Photo by Jennifer Compston-Strough
Natural gas abstractors remain busy looking through property deeds at courthouses throughout eastern Ohio, including in Harrison County. A U.S. Department of Energy advisory board said there may be “serious environmental consequences” if the impact of gas drilling is not reduced.

However, Earthjustice Managing Attorney Deborah Goldberg disagrees.

"The way the gas industry has been doing business leaves the water we drink and the air we breathe at risk for dangerous pollution," she said. "The people downstream and downwind from the gasfields don't have any more time to waste."

The U.S. Secretary of Energy Steven Chu's Advisory Board Subcommittee on Shale Gas Production released its report reviewing the progress that has been made in implementing new safety and environmental standards for gas drilling and fracking.
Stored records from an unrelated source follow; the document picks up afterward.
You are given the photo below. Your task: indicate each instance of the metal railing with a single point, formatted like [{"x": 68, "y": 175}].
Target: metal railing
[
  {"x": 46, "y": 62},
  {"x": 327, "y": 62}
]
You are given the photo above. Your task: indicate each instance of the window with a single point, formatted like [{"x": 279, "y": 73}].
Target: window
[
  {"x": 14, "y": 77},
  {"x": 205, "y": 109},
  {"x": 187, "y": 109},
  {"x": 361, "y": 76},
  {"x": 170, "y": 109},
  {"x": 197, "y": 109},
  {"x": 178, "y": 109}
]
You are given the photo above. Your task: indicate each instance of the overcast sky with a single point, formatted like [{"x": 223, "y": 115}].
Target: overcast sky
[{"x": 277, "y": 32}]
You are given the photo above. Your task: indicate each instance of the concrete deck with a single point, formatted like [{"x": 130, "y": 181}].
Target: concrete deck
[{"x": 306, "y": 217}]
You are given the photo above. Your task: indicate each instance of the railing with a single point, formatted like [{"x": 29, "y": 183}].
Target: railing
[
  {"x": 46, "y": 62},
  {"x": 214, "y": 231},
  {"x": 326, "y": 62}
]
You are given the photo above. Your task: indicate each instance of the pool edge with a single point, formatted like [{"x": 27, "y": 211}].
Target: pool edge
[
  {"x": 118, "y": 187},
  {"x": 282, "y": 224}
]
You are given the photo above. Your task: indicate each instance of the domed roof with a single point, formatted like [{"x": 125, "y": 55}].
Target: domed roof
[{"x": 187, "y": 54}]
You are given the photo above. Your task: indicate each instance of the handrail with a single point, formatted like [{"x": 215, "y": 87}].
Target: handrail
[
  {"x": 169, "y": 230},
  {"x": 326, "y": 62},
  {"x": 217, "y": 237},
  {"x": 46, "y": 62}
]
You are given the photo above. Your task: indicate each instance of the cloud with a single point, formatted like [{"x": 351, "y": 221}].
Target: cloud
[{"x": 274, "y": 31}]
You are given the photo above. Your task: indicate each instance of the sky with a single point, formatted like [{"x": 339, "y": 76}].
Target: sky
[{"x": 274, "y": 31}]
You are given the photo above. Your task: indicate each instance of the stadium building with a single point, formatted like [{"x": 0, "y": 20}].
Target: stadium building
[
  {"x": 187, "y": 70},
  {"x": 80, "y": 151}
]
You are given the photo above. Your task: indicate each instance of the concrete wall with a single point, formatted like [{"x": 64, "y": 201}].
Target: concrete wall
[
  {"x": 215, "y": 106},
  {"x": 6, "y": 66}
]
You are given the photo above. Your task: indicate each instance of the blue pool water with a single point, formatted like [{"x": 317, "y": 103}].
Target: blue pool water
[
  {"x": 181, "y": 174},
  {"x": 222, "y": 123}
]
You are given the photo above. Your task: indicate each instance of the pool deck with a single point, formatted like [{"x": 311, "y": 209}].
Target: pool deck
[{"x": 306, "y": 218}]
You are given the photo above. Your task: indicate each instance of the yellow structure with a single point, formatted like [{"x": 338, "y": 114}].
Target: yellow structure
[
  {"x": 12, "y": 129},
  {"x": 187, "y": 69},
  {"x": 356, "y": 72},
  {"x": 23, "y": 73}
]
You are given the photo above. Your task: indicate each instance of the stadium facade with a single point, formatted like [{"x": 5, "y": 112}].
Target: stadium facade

Members do not believe the industry is making sufficient progress.

"If action is not taken to reduce the environmental impact accompanying the very considerable expansion of shale gas production expected across the country, there is a real risk of serious environmental consequences and a loss of public confidence that could delay or stop this activity," the report states.

"The development of shale gas is one of the biggest energy innovations, if not the biggest, in several decades," said subcommittee Chairman John Deutch, a professor at the Massachusetts Institute of Technology. "But to ensure the full benefits to the American people, environmental issues need to be addressed now - especially in terms of wastewater, air quality, and community impact."

Among the recommendations the subcommittee makes to improve the safety of gas drilling operations are to reduce air emissions; to eliminate the use of diesel fuel in fracking fluid; to study methane migration to water reservoirs; to adopt better standards for well construction; and to adopt new rules to ensure safe drinking water.

In addition to Deutch, members of the subcommittee are Stephen Holditch of Texas A&M; Fred Krupp of the Environmental Defense Fund; Kathleen McGinty of Weston Solutions; Susan Tierney of the Analysis Group; Daniel Yergin of IHS-Cambridge Energy Research Associates; and Mark Zoback of Stanford University.